君と花を愛でながら
空いたテーブルに向かって歩いていく姉が、不思議そうに私を見て首を傾げる。
そのことに気が付いて、私は鉛みたいに重たくなった足を動かす。


行かなくちゃ、接客しなくちゃ。


どうして二人が一緒に来たのか、悠くんが誘ったのか、それとも。
嫌な予測ばかり次々浮かんでぐちゃぐちゃの頭の中を隠して、私は無理やり笑顔を載せた。


「いらっしゃいませ」


隠さなきゃ。


さっきまで浮かれた反動で、今にも震えそうな声をお腹に力を入れて絞り出す。
水のグラスをトレーに二つ乗せて、二人が向い合せに座ったテーブルに近づいた。


「悠くん、お姉ちゃんも誘ってくれたの?」


思ってもない言葉は、以外にもするする出るものなんだなって初めて知った。
だって、姉が嫌なわけじゃない。

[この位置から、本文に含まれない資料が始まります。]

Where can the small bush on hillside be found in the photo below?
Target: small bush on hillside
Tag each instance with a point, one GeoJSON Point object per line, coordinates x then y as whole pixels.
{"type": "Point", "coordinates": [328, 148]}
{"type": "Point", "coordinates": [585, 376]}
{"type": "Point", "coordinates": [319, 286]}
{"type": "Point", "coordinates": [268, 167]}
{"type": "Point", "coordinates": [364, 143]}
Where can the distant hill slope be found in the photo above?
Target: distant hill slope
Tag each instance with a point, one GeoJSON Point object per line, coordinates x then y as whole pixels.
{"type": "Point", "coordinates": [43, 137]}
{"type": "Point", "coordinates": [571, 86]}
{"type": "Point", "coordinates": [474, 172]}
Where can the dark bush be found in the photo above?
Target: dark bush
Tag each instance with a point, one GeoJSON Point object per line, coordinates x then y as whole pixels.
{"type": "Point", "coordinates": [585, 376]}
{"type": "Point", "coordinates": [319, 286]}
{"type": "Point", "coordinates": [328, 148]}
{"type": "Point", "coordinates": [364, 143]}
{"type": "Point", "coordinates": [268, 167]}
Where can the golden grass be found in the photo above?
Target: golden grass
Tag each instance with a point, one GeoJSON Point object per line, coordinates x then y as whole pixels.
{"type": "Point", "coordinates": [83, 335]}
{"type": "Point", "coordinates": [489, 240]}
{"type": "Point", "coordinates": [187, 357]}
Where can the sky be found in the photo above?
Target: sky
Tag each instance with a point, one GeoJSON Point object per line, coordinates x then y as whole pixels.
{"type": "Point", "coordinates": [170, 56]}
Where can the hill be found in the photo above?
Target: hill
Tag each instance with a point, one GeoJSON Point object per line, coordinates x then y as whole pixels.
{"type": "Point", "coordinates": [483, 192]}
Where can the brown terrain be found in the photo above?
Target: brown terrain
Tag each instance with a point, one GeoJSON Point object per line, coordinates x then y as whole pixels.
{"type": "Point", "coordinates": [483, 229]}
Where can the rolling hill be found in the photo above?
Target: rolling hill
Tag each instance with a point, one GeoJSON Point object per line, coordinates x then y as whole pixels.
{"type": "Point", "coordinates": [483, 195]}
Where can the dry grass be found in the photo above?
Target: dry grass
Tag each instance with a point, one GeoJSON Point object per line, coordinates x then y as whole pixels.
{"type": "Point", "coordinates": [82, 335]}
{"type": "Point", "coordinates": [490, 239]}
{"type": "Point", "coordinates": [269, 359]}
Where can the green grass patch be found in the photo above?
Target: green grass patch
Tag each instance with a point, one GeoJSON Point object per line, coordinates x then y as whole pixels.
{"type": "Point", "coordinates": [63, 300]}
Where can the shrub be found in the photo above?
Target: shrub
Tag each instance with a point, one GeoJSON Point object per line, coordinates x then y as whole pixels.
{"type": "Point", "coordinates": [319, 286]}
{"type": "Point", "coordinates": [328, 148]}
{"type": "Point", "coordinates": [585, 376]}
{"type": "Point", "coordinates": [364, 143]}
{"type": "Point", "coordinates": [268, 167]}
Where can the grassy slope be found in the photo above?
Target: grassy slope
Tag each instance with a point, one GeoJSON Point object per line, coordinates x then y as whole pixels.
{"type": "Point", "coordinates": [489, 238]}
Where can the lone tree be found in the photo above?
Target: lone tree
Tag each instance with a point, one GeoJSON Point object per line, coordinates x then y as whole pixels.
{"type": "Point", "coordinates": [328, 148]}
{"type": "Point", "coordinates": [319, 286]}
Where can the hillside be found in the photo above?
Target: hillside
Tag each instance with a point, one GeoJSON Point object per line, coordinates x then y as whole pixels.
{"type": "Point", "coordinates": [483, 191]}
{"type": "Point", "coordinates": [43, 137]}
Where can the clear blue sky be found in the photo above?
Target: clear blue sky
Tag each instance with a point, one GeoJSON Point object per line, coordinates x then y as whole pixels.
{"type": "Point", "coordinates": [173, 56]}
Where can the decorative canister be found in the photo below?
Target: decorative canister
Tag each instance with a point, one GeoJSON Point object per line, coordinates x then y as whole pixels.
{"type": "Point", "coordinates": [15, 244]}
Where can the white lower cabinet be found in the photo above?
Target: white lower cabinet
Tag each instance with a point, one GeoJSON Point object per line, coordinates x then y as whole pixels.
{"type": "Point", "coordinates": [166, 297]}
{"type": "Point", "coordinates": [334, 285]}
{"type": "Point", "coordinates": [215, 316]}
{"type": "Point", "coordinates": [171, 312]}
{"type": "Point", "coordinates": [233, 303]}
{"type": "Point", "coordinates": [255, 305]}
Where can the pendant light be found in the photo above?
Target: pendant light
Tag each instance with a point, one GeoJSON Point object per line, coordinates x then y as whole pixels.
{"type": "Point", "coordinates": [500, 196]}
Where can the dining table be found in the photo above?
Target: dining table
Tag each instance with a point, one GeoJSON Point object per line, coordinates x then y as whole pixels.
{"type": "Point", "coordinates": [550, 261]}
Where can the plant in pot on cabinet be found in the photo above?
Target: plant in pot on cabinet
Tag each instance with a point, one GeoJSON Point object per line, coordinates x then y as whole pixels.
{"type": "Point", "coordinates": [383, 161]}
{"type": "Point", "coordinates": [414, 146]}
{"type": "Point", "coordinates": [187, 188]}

ただ、今日だけは悠くんひとりで来てほしかった。


「綾も、咲子にも食べて欲しいだろうと思って誘ったんだ」
「私は宣伝に協力したお礼にって、初日にマスターにごちそうになったんだけどね」

「あれ、そうだったんだ」
「そうなの。その時にね、いただいた紅茶が美味しくて……」


どれだったかな、と姉がメニューを真ん中に広げると、悠くんも前かがみになって覗き込む。
嬉しそうに微笑む姉の横顔はとても綺麗で、二人は前髪が触れ合うくらいにとても近くて。